Use the fact that integers coprime to m have multiplicative inverses mod m

Quick description

If $a$ and $b$ are both coprime to $m$ , then so is $ab$ . From this it follows easily that the integers mod $m$ that are coprime to $m$ form a group under multiplication. This fact leads to simple proofs of several results in elementary number theory.

Prerequisites

Basic definitions of modular arithmetic and group theory. Lagrange's theorem.

Example 1: Fermat's little theorem

Let $p$ be a prime. Then every integer that is not a multiple of $p$ is coprime to $p$ , so the non-zero integers mod $p$ form a group.
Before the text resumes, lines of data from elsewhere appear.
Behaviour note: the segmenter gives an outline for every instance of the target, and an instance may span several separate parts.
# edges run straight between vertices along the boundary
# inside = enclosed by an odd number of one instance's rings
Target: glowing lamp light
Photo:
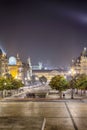
[[[76,71],[72,68],[68,73],[69,73],[70,75],[75,75],[75,74],[76,74]]]

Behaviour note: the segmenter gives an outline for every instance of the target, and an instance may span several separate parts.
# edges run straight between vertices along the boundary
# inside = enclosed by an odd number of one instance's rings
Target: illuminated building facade
[[[11,56],[8,60],[8,73],[14,78],[23,79],[23,65],[17,54],[17,57]]]
[[[6,54],[0,49],[0,76],[8,72],[8,59]]]
[[[84,48],[81,55],[76,59],[72,60],[72,68],[77,74],[87,74],[87,49]]]
[[[60,70],[33,70],[33,75],[38,76],[38,78],[45,76],[48,82],[56,75],[65,75],[64,71]]]
[[[30,58],[28,58],[27,63],[23,63],[18,54],[16,57],[11,56],[7,58],[7,55],[0,49],[0,76],[8,74],[25,83],[25,79],[28,80],[32,76]]]

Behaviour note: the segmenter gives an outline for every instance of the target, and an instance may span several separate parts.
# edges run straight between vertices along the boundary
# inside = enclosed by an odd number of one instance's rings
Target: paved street
[[[66,93],[48,94],[46,99],[24,98],[27,92],[47,91],[47,86],[25,89],[0,102],[0,130],[86,130],[87,99]]]
[[[87,130],[87,103],[0,102],[0,130],[42,130],[42,127],[45,130]]]

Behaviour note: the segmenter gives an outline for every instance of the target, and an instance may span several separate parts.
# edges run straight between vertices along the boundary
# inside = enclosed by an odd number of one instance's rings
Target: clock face
[[[14,56],[9,58],[9,65],[16,65],[16,58]]]

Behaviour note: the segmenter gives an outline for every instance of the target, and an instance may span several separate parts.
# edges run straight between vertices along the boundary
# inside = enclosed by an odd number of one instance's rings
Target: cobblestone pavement
[[[42,130],[42,127],[43,130],[87,130],[87,103],[0,102],[0,130]]]

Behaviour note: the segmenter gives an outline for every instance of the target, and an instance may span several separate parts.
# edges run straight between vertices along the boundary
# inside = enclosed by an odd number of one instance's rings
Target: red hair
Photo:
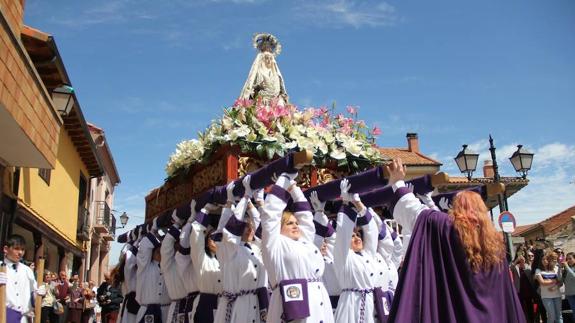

This group has $p-1$ elements, so by Lagrange's theorem every element of the group has order dividing $p-1$ . Therefore, $x^{p-1}\equiv 1$ mod $p$ for every integer $x$ that is not a multiple of $p$ . This is Fermat's little theorem.
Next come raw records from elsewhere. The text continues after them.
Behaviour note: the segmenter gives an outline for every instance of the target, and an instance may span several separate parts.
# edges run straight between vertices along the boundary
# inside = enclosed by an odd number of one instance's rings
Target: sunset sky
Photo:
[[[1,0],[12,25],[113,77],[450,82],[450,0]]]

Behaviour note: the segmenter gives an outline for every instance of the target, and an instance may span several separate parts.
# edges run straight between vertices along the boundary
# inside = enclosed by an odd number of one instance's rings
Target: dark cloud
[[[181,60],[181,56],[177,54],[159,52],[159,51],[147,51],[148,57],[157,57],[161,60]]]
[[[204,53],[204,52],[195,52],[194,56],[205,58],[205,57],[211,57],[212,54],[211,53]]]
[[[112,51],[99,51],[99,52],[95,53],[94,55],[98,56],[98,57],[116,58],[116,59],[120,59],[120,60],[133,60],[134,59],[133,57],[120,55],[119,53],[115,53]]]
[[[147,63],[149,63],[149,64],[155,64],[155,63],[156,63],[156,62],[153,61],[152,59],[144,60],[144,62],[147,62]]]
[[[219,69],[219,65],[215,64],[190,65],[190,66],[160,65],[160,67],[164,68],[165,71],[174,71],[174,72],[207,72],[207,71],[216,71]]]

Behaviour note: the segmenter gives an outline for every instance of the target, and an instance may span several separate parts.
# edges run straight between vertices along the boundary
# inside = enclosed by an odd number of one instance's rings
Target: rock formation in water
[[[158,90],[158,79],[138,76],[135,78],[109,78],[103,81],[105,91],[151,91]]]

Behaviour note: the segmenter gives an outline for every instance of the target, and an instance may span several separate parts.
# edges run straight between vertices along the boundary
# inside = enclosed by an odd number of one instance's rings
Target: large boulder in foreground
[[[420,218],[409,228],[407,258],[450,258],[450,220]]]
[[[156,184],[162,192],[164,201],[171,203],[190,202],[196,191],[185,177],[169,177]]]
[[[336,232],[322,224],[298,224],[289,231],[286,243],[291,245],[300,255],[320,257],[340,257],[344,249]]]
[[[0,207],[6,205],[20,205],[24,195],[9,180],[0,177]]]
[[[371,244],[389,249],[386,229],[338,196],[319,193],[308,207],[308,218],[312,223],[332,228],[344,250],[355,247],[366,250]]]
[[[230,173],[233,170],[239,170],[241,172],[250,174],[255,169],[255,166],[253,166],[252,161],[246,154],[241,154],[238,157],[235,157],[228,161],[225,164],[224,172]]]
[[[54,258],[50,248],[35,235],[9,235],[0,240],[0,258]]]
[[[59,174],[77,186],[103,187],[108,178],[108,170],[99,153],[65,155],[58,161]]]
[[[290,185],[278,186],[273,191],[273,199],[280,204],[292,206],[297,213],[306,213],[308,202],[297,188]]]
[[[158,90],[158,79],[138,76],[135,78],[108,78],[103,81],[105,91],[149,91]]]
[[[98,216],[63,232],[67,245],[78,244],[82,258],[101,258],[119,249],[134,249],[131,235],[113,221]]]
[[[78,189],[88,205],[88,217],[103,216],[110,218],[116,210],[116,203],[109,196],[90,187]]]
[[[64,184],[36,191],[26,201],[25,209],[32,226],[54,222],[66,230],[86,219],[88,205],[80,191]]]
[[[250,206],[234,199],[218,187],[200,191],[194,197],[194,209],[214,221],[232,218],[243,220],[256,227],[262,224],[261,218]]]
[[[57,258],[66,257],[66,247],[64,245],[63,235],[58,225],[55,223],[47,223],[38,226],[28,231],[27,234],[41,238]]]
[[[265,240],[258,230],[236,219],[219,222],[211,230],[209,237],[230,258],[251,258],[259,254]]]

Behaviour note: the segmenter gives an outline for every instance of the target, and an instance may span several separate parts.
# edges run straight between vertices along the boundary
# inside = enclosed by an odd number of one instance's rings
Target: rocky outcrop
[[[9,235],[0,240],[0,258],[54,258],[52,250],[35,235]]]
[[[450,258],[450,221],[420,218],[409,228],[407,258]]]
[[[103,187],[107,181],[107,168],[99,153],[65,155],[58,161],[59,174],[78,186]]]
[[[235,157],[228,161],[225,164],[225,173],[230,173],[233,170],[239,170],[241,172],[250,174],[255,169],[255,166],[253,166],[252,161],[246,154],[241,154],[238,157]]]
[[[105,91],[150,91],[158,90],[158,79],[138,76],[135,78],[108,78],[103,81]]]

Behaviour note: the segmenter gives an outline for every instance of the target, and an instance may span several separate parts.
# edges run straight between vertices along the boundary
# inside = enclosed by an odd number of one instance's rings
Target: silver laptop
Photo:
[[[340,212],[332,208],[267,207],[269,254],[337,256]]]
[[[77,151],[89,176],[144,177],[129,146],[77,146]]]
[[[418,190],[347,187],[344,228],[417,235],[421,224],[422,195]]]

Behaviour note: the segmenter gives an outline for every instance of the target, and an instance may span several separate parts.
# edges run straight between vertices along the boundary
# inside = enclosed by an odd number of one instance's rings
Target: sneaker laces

Example 2: Euler's theorem

Let $m$ be any positive integer greater than 1. Then the integers coprime to $m$ form a group under multiplication, and this group has order $\phi(m)$ , where $\phi(m)$ is the number of positive integers less than $m$ and coprime to $m$ . By Lagrange's theorem, every element of this group has order dividing $\phi(m)$ , which implies that $x^{\phi(m)}\equiv 1$ mod $m$ for every integer $x$ that is coprime to $m$ . This is Euler's theorem.

Example 3: Wilson's theorem

What is $(p-1)!$ mod $p$ ? Since every $x$ between $1$ and $p-1$ has a multiplicative inverse, we have a lot of cancellation in the product $(p-1)!$ . Indeed, if we take the numbers from $1$ to $p-1$ and partition them into sets of the form $\{x,x^{-1}\}$ , then it looks as though everything cancels and we get 1. However, this isn't quite right because the set $\{x,x^{-1}\}$ is a singleton if $x=x^{-1}$ . But this happens only if $x=\pm 1$ , since if $x=x^{-1}$ then $x^2=1$ , which implies that $(x+1)(x-1)=0$ . So everything cancels except for the singleton $-1$ , and we obtain the result that $(p-1)!\equiv -1$ mod $p$ . This is Wilson's theorem.
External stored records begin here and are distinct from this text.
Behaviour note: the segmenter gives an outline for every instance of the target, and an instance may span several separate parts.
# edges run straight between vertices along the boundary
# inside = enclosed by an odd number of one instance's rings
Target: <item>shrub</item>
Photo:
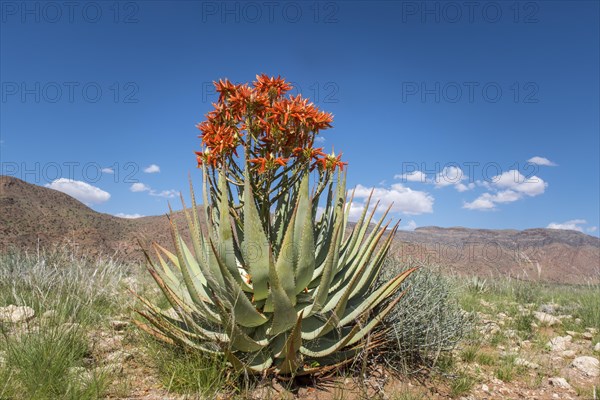
[[[389,258],[380,284],[403,264]],[[450,352],[473,325],[473,314],[460,308],[450,278],[438,267],[423,265],[402,289],[409,289],[386,318],[387,345],[382,358],[394,369],[410,372],[432,367],[442,353]]]

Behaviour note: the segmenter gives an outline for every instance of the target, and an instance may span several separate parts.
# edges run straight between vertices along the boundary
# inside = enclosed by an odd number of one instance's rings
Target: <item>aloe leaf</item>
[[[373,266],[373,268],[369,268],[367,270],[367,273],[365,273],[361,276],[360,281],[356,284],[356,287],[352,290],[352,293],[350,294],[350,298],[355,298],[355,297],[362,298],[367,293],[367,289],[375,281],[375,278],[377,277],[377,275],[379,274],[379,271],[381,270],[381,266],[383,265],[383,262],[385,261],[385,257],[387,256],[388,250],[390,249],[390,246],[392,244],[392,239],[394,238],[394,235],[395,235],[397,229],[398,229],[398,224],[396,224],[396,226],[394,226],[392,231],[388,234],[388,237],[386,238],[383,245],[379,248],[377,254],[375,255],[375,258],[370,262],[370,264]]]
[[[300,352],[309,357],[326,357],[348,345],[350,340],[360,331],[359,325],[354,325],[350,332],[343,338],[319,338],[311,341],[311,345],[305,345],[300,348]]]
[[[271,253],[270,249],[269,253]],[[273,306],[273,322],[267,331],[267,334],[276,336],[294,326],[296,323],[296,310],[292,305],[292,300],[288,297],[281,285],[271,254],[269,259],[269,282],[271,284],[271,292],[267,302],[270,300]]]
[[[285,357],[279,366],[279,373],[281,374],[290,374],[296,371],[300,366],[298,350],[300,350],[300,347],[302,346],[302,335],[300,329],[302,326],[302,316],[303,313],[300,312],[298,314],[298,319],[296,320],[296,325],[294,325],[294,328],[290,332],[285,343]]]
[[[245,327],[256,327],[264,324],[268,321],[267,317],[262,315],[256,308],[246,294],[240,287],[240,285],[235,281],[235,279],[231,276],[227,267],[222,262],[221,258],[216,254],[217,250],[211,242],[211,248],[213,252],[215,252],[215,258],[221,268],[221,273],[225,278],[226,290],[223,292],[224,295],[227,296],[229,302],[233,307],[233,317],[236,323],[239,323],[241,326]]]
[[[245,172],[244,189],[244,258],[248,263],[254,300],[266,299],[269,295],[269,241],[260,222],[254,204],[254,195],[248,171]]]
[[[411,273],[412,273],[412,271],[411,271]],[[390,311],[392,311],[394,309],[394,307],[398,304],[398,302],[404,296],[405,293],[406,293],[406,290],[403,291],[402,293],[400,293],[400,295],[398,295],[398,297],[396,297],[393,301],[391,301],[390,304],[388,304],[387,307],[383,311],[379,312],[365,326],[363,326],[361,328],[361,330],[359,332],[357,332],[357,334],[350,341],[348,341],[347,344],[350,346],[350,345],[358,342],[363,337],[365,337],[370,331],[372,331],[373,328],[375,328],[375,326],[377,326],[379,323],[381,323],[381,321],[383,321],[383,319],[390,313]]]
[[[327,300],[329,286],[333,277],[334,263],[337,258],[336,253],[338,247],[337,244],[339,243],[338,236],[340,235],[340,227],[341,224],[338,223],[335,229],[335,233],[333,234],[332,245],[329,247],[329,253],[327,254],[327,258],[325,259],[323,274],[321,275],[319,286],[316,289],[314,302],[310,310],[311,314],[314,314],[315,312],[321,310],[321,308],[325,304],[325,300]]]
[[[303,178],[300,187],[300,198],[298,200],[298,215],[294,227],[294,239],[296,243],[296,287],[295,294],[304,290],[315,271],[315,240],[312,224],[312,216],[309,212],[310,199],[308,198],[308,174]]]
[[[275,263],[278,281],[287,297],[290,299],[292,306],[296,304],[296,279],[294,277],[294,270],[297,255],[294,243],[294,223],[297,210],[298,208],[296,207],[292,214],[292,219],[288,224],[285,236],[283,237],[281,249]]]
[[[224,171],[221,172],[221,176],[219,177],[219,188],[221,191],[221,198],[219,202],[219,241],[217,245],[217,254],[229,270],[229,273],[241,285],[242,278],[238,271],[235,250],[233,248],[233,231],[231,230],[231,217],[229,216],[228,185]]]
[[[240,360],[232,351],[225,349],[223,351],[227,360],[236,371],[244,371],[252,375],[264,374],[273,364],[273,358],[264,355],[262,352],[246,362]]]
[[[221,322],[225,328],[225,332],[229,336],[229,343],[231,349],[243,352],[255,352],[260,351],[268,346],[269,341],[267,339],[257,341],[248,336],[237,324],[234,316],[229,314],[225,309],[224,305],[216,299],[217,309],[221,315]]]
[[[373,293],[371,293],[366,299],[358,298],[355,301],[350,301],[351,306],[346,309],[343,317],[340,319],[340,325],[344,326],[352,322],[356,317],[362,313],[371,310],[377,306],[381,301],[391,296],[402,284],[402,282],[412,274],[416,268],[410,268],[400,274],[394,279],[390,280],[387,284],[383,285]]]
[[[354,258],[347,260],[345,265],[343,265],[338,271],[333,283],[331,284],[330,292],[335,292],[340,287],[346,287],[348,281],[356,276],[357,270],[360,269],[361,266],[369,263],[375,248],[379,244],[384,232],[387,230],[387,226],[388,225],[385,225],[382,229],[379,229],[378,224],[375,228],[373,228],[372,235],[369,235],[369,238],[365,241],[365,243],[362,244],[361,250],[354,256]],[[324,310],[327,309],[327,307],[324,308]]]
[[[194,187],[192,185],[192,178],[189,177],[190,181],[190,196],[192,201],[192,216],[191,216],[191,226],[190,226],[190,235],[192,236],[192,245],[194,247],[194,253],[196,254],[196,258],[198,263],[206,263],[206,243],[204,242],[204,232],[202,231],[202,226],[200,224],[200,218],[198,217],[198,205],[196,204],[196,195],[194,193]],[[187,217],[187,211],[186,211]],[[189,220],[188,220],[188,224]]]

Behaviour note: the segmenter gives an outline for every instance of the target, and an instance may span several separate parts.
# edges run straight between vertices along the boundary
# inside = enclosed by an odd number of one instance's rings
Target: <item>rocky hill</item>
[[[181,213],[175,221],[185,226]],[[143,259],[139,236],[168,246],[167,217],[118,218],[62,192],[0,176],[0,252],[71,246],[137,262]],[[600,239],[576,231],[423,227],[398,232],[393,253],[400,261],[432,262],[464,275],[600,281]]]

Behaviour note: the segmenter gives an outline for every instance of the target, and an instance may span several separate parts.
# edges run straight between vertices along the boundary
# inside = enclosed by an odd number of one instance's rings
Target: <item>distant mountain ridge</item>
[[[186,236],[182,213],[176,213],[175,222]],[[0,176],[0,252],[68,245],[90,255],[139,262],[140,236],[170,247],[167,217],[102,214],[65,193]],[[428,226],[399,231],[392,253],[400,262],[427,261],[466,275],[600,281],[600,239],[576,231]]]

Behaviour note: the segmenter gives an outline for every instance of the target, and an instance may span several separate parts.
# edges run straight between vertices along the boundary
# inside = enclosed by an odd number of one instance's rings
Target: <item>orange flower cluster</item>
[[[259,173],[285,167],[290,160],[308,163],[311,170],[341,170],[347,164],[341,155],[328,155],[314,147],[319,132],[331,127],[333,115],[300,95],[285,97],[292,86],[281,77],[263,74],[252,85],[229,80],[214,85],[219,100],[197,125],[204,147],[196,152],[199,166],[235,162],[240,146]]]

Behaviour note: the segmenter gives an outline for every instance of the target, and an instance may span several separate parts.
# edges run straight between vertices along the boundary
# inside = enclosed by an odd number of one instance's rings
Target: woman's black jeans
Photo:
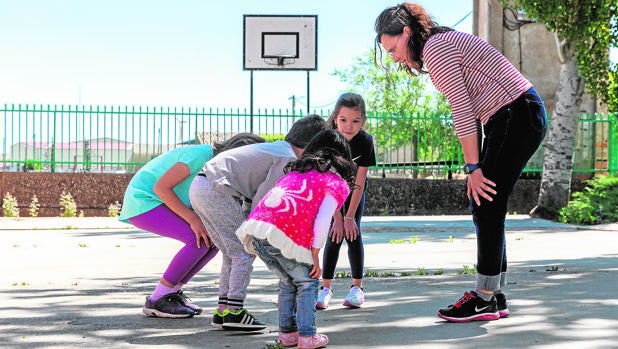
[[[493,201],[481,198],[481,205],[470,199],[477,236],[477,289],[500,289],[501,273],[507,269],[504,220],[508,198],[546,130],[545,106],[533,88],[498,110],[483,126],[481,168],[496,183],[497,193]]]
The same argument shows that the product of all the positive integers less than $m$ and coprime to $m$ is congruent to $-1$ mod $m$ . This observation does not have a name.

Example 4: another proof of Euler's (and hence Fermat's) theorem

Let $G$ be a group and let $h$ be an arbitrary element of $G$ . Then the map $g\mapsto gh$ is a bijection from $G$ to $G$ . Proof: the map $g\mapsto gh^{-1}$ is its inverse. Let $G$ be the group of all integers mod $m$ that are coprime to $m$ . Let us list these integers as $a_1,a_2,\dots,a_r$ , where $r=\phi(m)$ . Let $x$ be one of them.

Since multiplication by $x$ is a bijection, the product $a_1a_2\dots a_r$ is congruent to the product $(a_1x)(a_2x)\dots(a_rx)$ , which is congruent to $a_1a_2\dots a_rx^r$ . Multiplying both sides by the inverse of $a_1a_2\dots a_r$ (we happen to know that this is $-1$ but we do not need to use this fact) we find that $x^r\equiv 1$ , so Euler's theorem has a group-theoretic proof that does not even use Lagrange's theorem.